If you’re in search of a world centre for international relations, you’ll find everything you could possibly want in Den Haag, the parliament city of The Netherlands. Home to considerably more than its fair share of global corporate headquarters, questionably-motivated politicians and erstwhile genocide dictators, it’s a strange paradise for modern historians and aspiring lawyers alike. But for those invested to any degree in contemporary music, Den Haag is more difficult to decode. Indeed, unfamiliar with the city’s landmarks and without some kind of sound map, even the most dedicated and well-practised listener could spend days stumbling past office blocks and embassies, empty-eared and disheartened…
Not those at Machinefabriek’s Friday performance at REWIRE festival, though. Armed with a lap guitar and a table of loopers and delays, Rutger Zuyderveld slowly fills the room with a pulsing bed of thick, warm interference. His intensely focused sound and calm, unhurried approach strikes a prudent dialogue with an audience of glowing smart phone displays and crunching camera shutters. In a room twitching with the generation of fresh online content, Zuyderveld’s set takes on a distinctly anaesthetic charm.
Zuyderveld’s Saturday collaboration with Peter Broderick takes a quite different form. Introducing the performance as the duo’s first together, Broderick concedes that attempts to recreate 2009’s Blank Grey Canvas Sky during soundcheck felt ‘pretty awkward’. The revised plan: to improvise. Despite a pair of dubious vocal efforts, the ensuing hour of lush A-minor riffs and nostalgic tape hum is well balanced and refreshingly unselfconscious. Bursting into generous and long applause, the three–hundred strong crowd are certainly happy. Nils Frahm and Anne Müller’s tapestry of nimbly figured pedal points and Chopin raindrops is just as well received, their dynamic partnership even accommodating Broderick, Zuyderveld and Sylvain Chauveau for a five-way, centrepiece improvisation. To the patient listener, Rewire’s slowburn laptoplessness offers considerable reward.
Louder, faster and bassier, the club programme at Het Magazijn is spectacular from the start. Headed by techno stalwarts Plaid, and followed closely by the über-blissy London duo Walls, Friday night offers ample introduction to an impressive temporary sound system. Rustie’s outrageous efforts on Saturday send a speaker cabinet teetering dangerously towards the front of the crowd, but technicians are on hand to fix the offending article with precarious strips of duct tape… 60 minutes of ADHD chipmunk vocals, Buckfast bass drops and Soapy Tits later, you’d be hard pressed to find a member of the crowd not grinning like a Muppet. Rotterdam and Warp signee Martyn’s early Sunday morning set takes the opposite approach: shuffling blocks of hard, spare techno, clips fired with frightening regularity. Back-to-basics cool, and some seriously enlightened programming from the festival organizers.

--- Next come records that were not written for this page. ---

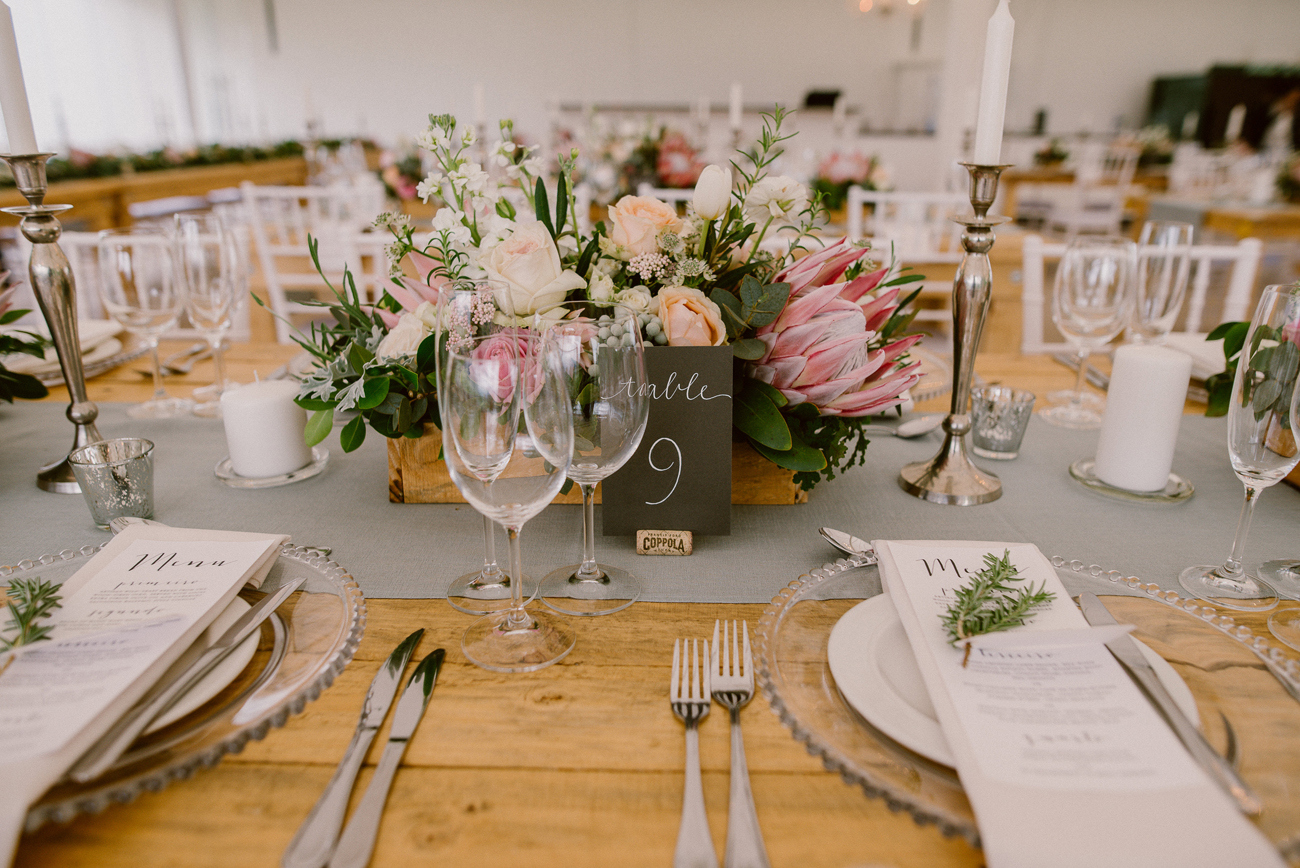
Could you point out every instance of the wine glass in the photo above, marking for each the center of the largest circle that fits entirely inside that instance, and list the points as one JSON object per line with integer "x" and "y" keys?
{"x": 141, "y": 289}
{"x": 605, "y": 373}
{"x": 468, "y": 309}
{"x": 1090, "y": 304}
{"x": 1260, "y": 441}
{"x": 1164, "y": 265}
{"x": 211, "y": 269}
{"x": 508, "y": 439}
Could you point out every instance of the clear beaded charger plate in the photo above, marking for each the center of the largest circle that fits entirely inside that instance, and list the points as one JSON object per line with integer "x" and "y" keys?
{"x": 1235, "y": 673}
{"x": 302, "y": 649}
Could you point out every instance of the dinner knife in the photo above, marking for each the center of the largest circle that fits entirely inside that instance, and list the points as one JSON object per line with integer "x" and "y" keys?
{"x": 1126, "y": 651}
{"x": 358, "y": 842}
{"x": 315, "y": 840}
{"x": 161, "y": 697}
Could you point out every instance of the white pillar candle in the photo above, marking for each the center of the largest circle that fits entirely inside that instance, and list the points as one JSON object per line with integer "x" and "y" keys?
{"x": 1144, "y": 407}
{"x": 992, "y": 95}
{"x": 13, "y": 94}
{"x": 264, "y": 429}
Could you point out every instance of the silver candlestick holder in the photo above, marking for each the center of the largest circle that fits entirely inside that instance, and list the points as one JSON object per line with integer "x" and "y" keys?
{"x": 950, "y": 477}
{"x": 56, "y": 294}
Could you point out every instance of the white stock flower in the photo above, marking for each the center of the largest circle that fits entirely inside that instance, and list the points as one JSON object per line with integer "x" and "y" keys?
{"x": 778, "y": 198}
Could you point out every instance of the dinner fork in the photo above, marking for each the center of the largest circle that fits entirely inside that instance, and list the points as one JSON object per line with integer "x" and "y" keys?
{"x": 731, "y": 669}
{"x": 688, "y": 694}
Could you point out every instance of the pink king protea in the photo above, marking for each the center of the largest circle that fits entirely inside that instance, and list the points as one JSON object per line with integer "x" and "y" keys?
{"x": 819, "y": 350}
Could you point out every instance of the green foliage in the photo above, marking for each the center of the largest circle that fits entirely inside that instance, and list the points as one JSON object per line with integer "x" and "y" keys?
{"x": 29, "y": 600}
{"x": 989, "y": 604}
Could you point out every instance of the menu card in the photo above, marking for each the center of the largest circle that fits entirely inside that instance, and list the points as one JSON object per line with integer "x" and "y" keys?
{"x": 124, "y": 619}
{"x": 1062, "y": 758}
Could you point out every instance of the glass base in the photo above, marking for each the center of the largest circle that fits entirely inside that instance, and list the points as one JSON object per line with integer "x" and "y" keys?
{"x": 473, "y": 595}
{"x": 518, "y": 641}
{"x": 1064, "y": 412}
{"x": 161, "y": 408}
{"x": 563, "y": 591}
{"x": 1246, "y": 593}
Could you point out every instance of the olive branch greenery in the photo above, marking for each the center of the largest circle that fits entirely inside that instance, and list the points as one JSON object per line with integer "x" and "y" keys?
{"x": 27, "y": 602}
{"x": 989, "y": 604}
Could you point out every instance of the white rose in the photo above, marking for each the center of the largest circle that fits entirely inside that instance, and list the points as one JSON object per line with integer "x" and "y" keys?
{"x": 404, "y": 338}
{"x": 601, "y": 290}
{"x": 713, "y": 192}
{"x": 527, "y": 264}
{"x": 775, "y": 198}
{"x": 636, "y": 298}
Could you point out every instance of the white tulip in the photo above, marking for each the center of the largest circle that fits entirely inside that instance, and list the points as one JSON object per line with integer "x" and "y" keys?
{"x": 713, "y": 192}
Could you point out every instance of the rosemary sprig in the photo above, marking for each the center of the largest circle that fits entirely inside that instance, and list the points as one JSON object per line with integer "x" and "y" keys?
{"x": 29, "y": 600}
{"x": 989, "y": 604}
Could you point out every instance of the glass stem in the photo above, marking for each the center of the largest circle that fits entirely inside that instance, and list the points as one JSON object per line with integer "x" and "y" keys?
{"x": 516, "y": 617}
{"x": 490, "y": 572}
{"x": 1233, "y": 568}
{"x": 1082, "y": 376}
{"x": 159, "y": 393}
{"x": 588, "y": 572}
{"x": 220, "y": 363}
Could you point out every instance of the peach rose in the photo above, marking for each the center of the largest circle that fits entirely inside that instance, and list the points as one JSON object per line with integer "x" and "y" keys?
{"x": 689, "y": 319}
{"x": 636, "y": 222}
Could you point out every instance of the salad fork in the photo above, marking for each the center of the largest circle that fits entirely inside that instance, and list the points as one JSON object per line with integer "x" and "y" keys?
{"x": 688, "y": 694}
{"x": 732, "y": 673}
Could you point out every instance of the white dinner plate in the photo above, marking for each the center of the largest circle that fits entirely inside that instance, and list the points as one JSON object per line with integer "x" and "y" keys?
{"x": 876, "y": 673}
{"x": 221, "y": 675}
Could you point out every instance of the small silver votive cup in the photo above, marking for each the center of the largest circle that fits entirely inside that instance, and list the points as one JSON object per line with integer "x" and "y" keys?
{"x": 116, "y": 478}
{"x": 999, "y": 419}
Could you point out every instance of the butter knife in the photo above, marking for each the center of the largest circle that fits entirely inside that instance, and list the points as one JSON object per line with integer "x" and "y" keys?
{"x": 113, "y": 743}
{"x": 358, "y": 842}
{"x": 1126, "y": 651}
{"x": 315, "y": 840}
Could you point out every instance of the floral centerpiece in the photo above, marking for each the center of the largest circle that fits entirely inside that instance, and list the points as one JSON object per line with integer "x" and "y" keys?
{"x": 841, "y": 170}
{"x": 13, "y": 342}
{"x": 817, "y": 333}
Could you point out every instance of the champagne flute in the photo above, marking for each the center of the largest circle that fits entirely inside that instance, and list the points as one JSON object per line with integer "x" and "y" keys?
{"x": 1260, "y": 442}
{"x": 1164, "y": 265}
{"x": 605, "y": 373}
{"x": 1090, "y": 304}
{"x": 209, "y": 265}
{"x": 508, "y": 441}
{"x": 141, "y": 289}
{"x": 468, "y": 309}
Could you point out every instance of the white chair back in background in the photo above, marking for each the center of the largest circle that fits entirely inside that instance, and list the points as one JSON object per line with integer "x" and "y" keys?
{"x": 281, "y": 220}
{"x": 1242, "y": 259}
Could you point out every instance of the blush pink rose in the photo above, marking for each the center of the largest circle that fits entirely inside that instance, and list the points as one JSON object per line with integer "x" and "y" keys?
{"x": 636, "y": 222}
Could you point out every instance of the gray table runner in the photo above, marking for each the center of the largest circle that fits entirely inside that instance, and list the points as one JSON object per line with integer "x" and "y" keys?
{"x": 414, "y": 550}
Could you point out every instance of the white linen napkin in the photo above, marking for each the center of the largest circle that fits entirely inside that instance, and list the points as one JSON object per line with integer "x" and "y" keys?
{"x": 27, "y": 771}
{"x": 1064, "y": 780}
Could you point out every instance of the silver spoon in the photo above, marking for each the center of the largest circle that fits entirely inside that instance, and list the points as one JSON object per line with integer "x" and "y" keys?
{"x": 911, "y": 428}
{"x": 858, "y": 550}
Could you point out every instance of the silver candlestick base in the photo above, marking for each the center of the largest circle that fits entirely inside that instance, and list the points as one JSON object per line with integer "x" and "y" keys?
{"x": 56, "y": 294}
{"x": 950, "y": 477}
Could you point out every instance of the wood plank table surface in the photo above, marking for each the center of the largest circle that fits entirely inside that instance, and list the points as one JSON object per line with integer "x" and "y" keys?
{"x": 579, "y": 764}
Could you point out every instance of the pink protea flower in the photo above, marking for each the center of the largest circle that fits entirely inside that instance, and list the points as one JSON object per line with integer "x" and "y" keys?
{"x": 820, "y": 348}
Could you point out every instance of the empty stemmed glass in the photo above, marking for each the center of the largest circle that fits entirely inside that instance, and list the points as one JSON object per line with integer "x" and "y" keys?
{"x": 508, "y": 439}
{"x": 1090, "y": 304}
{"x": 1260, "y": 442}
{"x": 605, "y": 372}
{"x": 141, "y": 289}
{"x": 1164, "y": 265}
{"x": 213, "y": 277}
{"x": 467, "y": 309}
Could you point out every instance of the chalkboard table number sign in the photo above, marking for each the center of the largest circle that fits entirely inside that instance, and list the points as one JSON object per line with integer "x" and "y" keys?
{"x": 680, "y": 476}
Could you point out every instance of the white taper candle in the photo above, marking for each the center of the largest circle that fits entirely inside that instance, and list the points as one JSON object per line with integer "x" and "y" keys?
{"x": 992, "y": 95}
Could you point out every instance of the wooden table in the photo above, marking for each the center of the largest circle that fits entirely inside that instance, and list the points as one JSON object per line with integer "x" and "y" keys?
{"x": 579, "y": 764}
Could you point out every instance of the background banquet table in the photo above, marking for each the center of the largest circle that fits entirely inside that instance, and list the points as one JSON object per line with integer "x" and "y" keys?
{"x": 579, "y": 764}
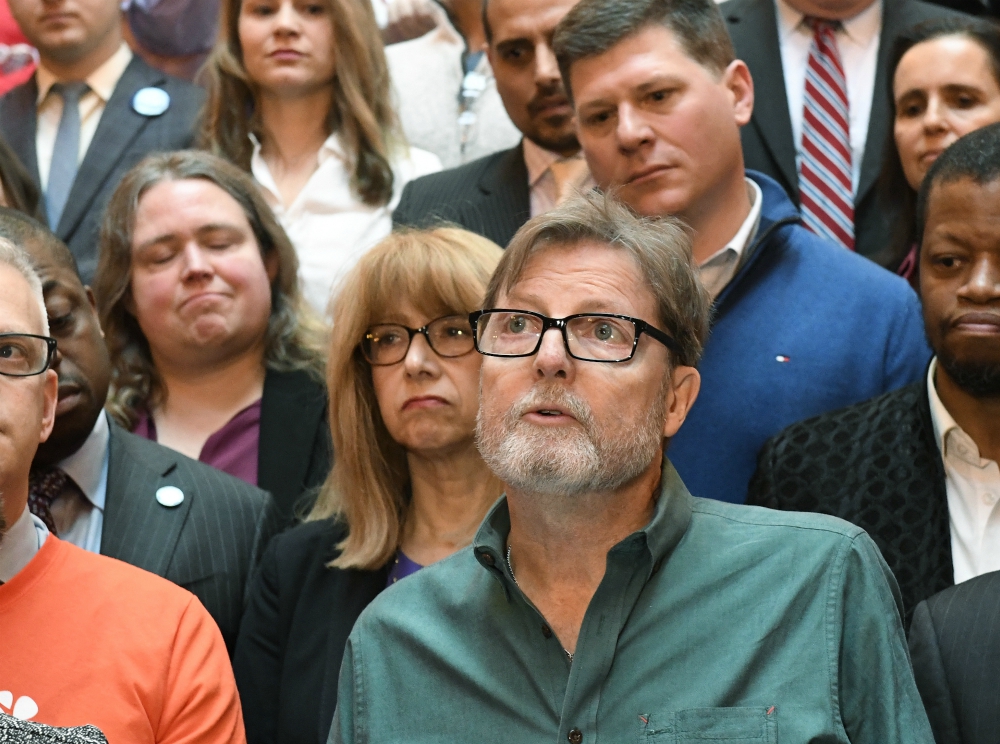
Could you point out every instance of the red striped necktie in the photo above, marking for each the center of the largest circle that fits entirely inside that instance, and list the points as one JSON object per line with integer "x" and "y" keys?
{"x": 825, "y": 165}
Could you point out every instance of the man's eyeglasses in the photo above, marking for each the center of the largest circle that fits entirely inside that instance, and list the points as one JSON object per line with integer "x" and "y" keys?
{"x": 25, "y": 354}
{"x": 386, "y": 344}
{"x": 590, "y": 337}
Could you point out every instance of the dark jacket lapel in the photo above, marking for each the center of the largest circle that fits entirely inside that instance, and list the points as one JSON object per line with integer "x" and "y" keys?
{"x": 137, "y": 529}
{"x": 118, "y": 128}
{"x": 18, "y": 114}
{"x": 505, "y": 184}
{"x": 754, "y": 29}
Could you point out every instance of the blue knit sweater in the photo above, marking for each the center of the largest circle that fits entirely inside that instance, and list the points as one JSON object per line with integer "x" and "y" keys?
{"x": 804, "y": 327}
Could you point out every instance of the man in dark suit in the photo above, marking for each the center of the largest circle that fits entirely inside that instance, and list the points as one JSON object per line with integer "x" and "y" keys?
{"x": 917, "y": 468}
{"x": 90, "y": 112}
{"x": 495, "y": 195}
{"x": 766, "y": 32}
{"x": 127, "y": 497}
{"x": 955, "y": 654}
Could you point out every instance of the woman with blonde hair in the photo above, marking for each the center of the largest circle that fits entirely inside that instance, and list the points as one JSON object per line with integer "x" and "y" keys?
{"x": 408, "y": 486}
{"x": 214, "y": 352}
{"x": 298, "y": 95}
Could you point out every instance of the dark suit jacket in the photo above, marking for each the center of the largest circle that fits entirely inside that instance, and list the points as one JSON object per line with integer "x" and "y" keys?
{"x": 955, "y": 648}
{"x": 295, "y": 452}
{"x": 768, "y": 142}
{"x": 208, "y": 544}
{"x": 875, "y": 464}
{"x": 489, "y": 196}
{"x": 292, "y": 639}
{"x": 122, "y": 139}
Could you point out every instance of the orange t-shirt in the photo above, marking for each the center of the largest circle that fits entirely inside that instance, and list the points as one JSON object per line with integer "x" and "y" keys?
{"x": 89, "y": 639}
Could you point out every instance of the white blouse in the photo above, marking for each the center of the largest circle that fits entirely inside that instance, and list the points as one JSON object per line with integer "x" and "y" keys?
{"x": 328, "y": 225}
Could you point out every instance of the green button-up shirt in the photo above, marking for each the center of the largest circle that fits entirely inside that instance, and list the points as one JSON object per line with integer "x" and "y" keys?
{"x": 716, "y": 622}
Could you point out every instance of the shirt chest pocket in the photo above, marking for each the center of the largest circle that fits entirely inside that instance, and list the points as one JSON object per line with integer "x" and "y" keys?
{"x": 701, "y": 725}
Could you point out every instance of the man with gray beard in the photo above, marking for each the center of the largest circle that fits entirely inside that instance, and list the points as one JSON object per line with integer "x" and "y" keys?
{"x": 600, "y": 601}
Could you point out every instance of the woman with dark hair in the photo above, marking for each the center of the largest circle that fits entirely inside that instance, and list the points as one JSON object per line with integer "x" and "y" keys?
{"x": 215, "y": 353}
{"x": 945, "y": 83}
{"x": 298, "y": 95}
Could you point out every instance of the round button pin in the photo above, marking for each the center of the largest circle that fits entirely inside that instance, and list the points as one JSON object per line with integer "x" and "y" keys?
{"x": 169, "y": 496}
{"x": 151, "y": 101}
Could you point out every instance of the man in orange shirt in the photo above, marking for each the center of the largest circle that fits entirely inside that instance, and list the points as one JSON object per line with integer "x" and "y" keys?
{"x": 85, "y": 639}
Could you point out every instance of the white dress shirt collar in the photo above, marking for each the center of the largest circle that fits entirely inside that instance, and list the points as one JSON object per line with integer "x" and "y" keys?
{"x": 19, "y": 544}
{"x": 861, "y": 29}
{"x": 101, "y": 81}
{"x": 88, "y": 466}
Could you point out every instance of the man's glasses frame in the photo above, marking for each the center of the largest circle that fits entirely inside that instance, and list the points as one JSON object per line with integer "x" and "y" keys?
{"x": 50, "y": 351}
{"x": 548, "y": 323}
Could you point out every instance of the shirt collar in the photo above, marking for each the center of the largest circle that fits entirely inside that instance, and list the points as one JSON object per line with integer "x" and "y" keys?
{"x": 861, "y": 28}
{"x": 538, "y": 159}
{"x": 671, "y": 519}
{"x": 102, "y": 81}
{"x": 19, "y": 544}
{"x": 88, "y": 466}
{"x": 747, "y": 230}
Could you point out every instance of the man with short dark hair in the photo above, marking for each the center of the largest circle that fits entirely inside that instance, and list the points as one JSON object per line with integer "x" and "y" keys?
{"x": 917, "y": 468}
{"x": 90, "y": 112}
{"x": 495, "y": 195}
{"x": 105, "y": 490}
{"x": 599, "y": 601}
{"x": 800, "y": 326}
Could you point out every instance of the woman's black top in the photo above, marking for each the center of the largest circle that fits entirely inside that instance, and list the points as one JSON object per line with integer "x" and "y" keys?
{"x": 292, "y": 637}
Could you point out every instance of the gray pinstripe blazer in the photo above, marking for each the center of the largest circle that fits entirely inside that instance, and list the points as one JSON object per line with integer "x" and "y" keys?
{"x": 208, "y": 544}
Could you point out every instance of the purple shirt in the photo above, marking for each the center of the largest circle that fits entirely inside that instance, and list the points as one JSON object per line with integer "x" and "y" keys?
{"x": 232, "y": 449}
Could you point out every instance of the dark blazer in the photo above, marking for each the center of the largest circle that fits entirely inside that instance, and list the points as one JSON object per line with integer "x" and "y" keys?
{"x": 295, "y": 451}
{"x": 489, "y": 196}
{"x": 292, "y": 639}
{"x": 122, "y": 139}
{"x": 208, "y": 544}
{"x": 955, "y": 648}
{"x": 875, "y": 464}
{"x": 768, "y": 143}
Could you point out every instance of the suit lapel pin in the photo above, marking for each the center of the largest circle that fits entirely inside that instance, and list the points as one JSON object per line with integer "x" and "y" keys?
{"x": 169, "y": 496}
{"x": 150, "y": 101}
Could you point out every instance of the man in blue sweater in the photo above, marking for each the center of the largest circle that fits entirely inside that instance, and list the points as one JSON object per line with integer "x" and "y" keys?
{"x": 800, "y": 325}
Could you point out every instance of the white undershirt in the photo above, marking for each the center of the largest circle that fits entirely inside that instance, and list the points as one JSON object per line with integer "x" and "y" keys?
{"x": 973, "y": 487}
{"x": 858, "y": 42}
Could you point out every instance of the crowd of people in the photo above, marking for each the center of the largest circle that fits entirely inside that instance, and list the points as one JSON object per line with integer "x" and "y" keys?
{"x": 432, "y": 370}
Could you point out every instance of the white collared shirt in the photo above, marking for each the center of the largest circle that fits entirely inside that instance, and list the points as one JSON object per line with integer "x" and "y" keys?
{"x": 718, "y": 269}
{"x": 328, "y": 225}
{"x": 19, "y": 544}
{"x": 102, "y": 82}
{"x": 88, "y": 467}
{"x": 542, "y": 183}
{"x": 973, "y": 487}
{"x": 858, "y": 42}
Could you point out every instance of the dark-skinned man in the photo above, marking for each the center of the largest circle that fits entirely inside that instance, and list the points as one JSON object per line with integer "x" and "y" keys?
{"x": 124, "y": 496}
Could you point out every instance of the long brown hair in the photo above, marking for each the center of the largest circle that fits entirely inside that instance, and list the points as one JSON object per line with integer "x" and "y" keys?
{"x": 294, "y": 336}
{"x": 440, "y": 272}
{"x": 362, "y": 111}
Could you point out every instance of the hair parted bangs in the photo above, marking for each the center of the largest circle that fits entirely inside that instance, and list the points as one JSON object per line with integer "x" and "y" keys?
{"x": 362, "y": 113}
{"x": 437, "y": 272}
{"x": 660, "y": 247}
{"x": 294, "y": 337}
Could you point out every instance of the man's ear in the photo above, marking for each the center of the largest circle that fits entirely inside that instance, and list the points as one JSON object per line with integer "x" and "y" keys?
{"x": 740, "y": 84}
{"x": 683, "y": 392}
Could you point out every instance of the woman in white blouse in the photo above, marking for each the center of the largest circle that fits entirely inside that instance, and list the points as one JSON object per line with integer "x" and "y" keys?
{"x": 298, "y": 94}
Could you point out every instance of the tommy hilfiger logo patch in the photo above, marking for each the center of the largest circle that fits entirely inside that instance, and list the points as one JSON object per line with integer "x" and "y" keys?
{"x": 24, "y": 708}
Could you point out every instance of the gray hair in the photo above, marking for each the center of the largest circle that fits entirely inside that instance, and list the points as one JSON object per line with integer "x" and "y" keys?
{"x": 17, "y": 259}
{"x": 660, "y": 246}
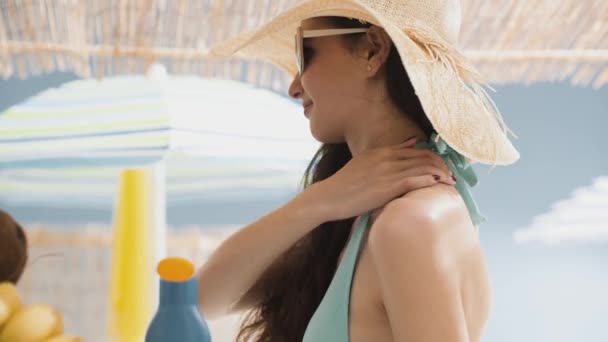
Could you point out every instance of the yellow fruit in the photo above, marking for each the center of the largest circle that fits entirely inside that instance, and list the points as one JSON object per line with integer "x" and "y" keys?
{"x": 65, "y": 338}
{"x": 34, "y": 323}
{"x": 10, "y": 301}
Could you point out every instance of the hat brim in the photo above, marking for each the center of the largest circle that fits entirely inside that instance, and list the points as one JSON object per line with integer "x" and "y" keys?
{"x": 458, "y": 114}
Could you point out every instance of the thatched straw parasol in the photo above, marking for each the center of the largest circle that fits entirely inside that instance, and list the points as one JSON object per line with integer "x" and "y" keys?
{"x": 510, "y": 41}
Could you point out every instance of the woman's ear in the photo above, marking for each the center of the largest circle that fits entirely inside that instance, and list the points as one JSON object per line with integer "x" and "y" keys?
{"x": 378, "y": 48}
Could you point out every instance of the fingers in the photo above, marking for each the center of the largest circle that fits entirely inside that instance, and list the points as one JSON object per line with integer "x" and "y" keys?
{"x": 424, "y": 169}
{"x": 430, "y": 159}
{"x": 414, "y": 183}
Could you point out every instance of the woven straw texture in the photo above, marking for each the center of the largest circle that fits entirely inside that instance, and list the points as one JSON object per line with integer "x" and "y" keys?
{"x": 509, "y": 41}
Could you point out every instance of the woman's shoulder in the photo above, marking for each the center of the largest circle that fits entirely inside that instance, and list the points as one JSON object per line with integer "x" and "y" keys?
{"x": 429, "y": 218}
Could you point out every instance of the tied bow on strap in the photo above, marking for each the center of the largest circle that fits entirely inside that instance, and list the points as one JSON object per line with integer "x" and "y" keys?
{"x": 460, "y": 167}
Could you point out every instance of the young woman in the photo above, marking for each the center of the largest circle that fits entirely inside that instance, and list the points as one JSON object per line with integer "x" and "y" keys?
{"x": 380, "y": 245}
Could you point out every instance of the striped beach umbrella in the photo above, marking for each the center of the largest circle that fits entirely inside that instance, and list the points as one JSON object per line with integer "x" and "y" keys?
{"x": 87, "y": 139}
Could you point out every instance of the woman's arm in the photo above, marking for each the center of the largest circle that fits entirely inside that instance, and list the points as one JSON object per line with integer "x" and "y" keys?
{"x": 414, "y": 248}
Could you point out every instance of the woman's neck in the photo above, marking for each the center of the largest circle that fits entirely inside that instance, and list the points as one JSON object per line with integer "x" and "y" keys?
{"x": 381, "y": 126}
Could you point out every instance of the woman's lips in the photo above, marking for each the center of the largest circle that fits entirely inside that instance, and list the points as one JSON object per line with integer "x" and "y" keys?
{"x": 306, "y": 108}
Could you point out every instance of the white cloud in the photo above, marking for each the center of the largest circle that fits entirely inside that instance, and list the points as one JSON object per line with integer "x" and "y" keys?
{"x": 581, "y": 218}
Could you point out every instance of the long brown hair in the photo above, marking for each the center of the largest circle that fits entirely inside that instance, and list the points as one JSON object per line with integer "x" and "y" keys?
{"x": 13, "y": 249}
{"x": 295, "y": 285}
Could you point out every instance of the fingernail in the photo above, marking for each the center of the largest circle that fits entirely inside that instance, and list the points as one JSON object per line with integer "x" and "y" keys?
{"x": 410, "y": 139}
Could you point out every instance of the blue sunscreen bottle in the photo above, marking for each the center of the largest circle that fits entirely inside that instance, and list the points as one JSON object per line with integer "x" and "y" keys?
{"x": 178, "y": 317}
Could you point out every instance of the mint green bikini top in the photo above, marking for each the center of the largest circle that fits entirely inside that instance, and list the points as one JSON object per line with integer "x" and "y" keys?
{"x": 330, "y": 321}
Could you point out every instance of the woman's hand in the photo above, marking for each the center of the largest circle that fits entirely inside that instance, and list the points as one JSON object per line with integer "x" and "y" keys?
{"x": 377, "y": 176}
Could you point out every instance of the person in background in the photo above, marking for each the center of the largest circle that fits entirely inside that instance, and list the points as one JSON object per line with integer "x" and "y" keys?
{"x": 13, "y": 249}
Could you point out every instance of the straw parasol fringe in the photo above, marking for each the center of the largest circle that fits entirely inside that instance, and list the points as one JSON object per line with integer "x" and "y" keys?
{"x": 506, "y": 40}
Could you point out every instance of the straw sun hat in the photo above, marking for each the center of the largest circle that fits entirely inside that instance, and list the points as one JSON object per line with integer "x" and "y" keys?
{"x": 425, "y": 32}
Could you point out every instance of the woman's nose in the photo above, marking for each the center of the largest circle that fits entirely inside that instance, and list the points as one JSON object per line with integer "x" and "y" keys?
{"x": 295, "y": 89}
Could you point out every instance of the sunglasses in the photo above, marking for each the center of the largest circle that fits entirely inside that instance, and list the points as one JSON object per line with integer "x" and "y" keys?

It isn’t all so ideal, though, and a quick flick through the free REWIRE info booklet shows why. Splitting the music into six groups according to type, the text offers a morsel of information for each act. While some headings – Radiant Frequencies, for example – aptly evoke the sounds on offer, others leave the listener in a confused web of awkwardly loaded terms and confused associations. Modern Psychedelica and Contemporary Classical, by far the worst offenders, jar awkwardly with the inclusivity and innovation promised in the festival’s name. Rather than reshuffling and renovating, the festival’s textual framework tends to reinforce tired, artificial borders. The curators needn’t have been so anxious to clarify: the acts are otherwise well-presented, their multiple interrelations no trouble for the listener to discover and group for themselves.
A relatively small qualm, though, for a programme whose greatest virtue is to so successfully meld imported acts with Den Haag’s own scene. Stephanie Pan’s compelling multimedia performance You are Here, and the fascinating DCR Interdisciplinary Orchestra’s WM#1 light sculpture stand tall next to more widely known artists, offering the kind of intimate and personal performances harder to produce in the festival’s larger venues. During the DCR show, a striking thought occurs. Though only a handful of Hague artists perform at REWIRE, any number of others might just as well have represented the city: the Richard Barrett Electroacoustic Ensemble, or A/V trio Vega, for example, or a huge range of those performing at the regular Studio Loos Ephémere series curated by Marie Guilleray. (Think Café Oto with lukewarm beer sold straight from the crate). Even to a not-so-new-anymore newcomer, the quantity and quality of scene protagonists remains impressive.
So it’s clear the city has a lot more to offer than incarcerated mass-murderers and teetering banks. It’s home to a well established and a vibrant scene constantly refuelled by national and international arrivals at its multiple art institutions, and regularly spawns thoughtful, engaging festivals (see also Today’s Art and State-X). Next time you’re here, avoid the impersonal business district and venture beyond the cosy nighttime atmosphere of Het Plein. Instead, head for Rond de Energiecentrale: with REWIRE in mind, you might just have found that codex, looking glass, or sound map you were searching for.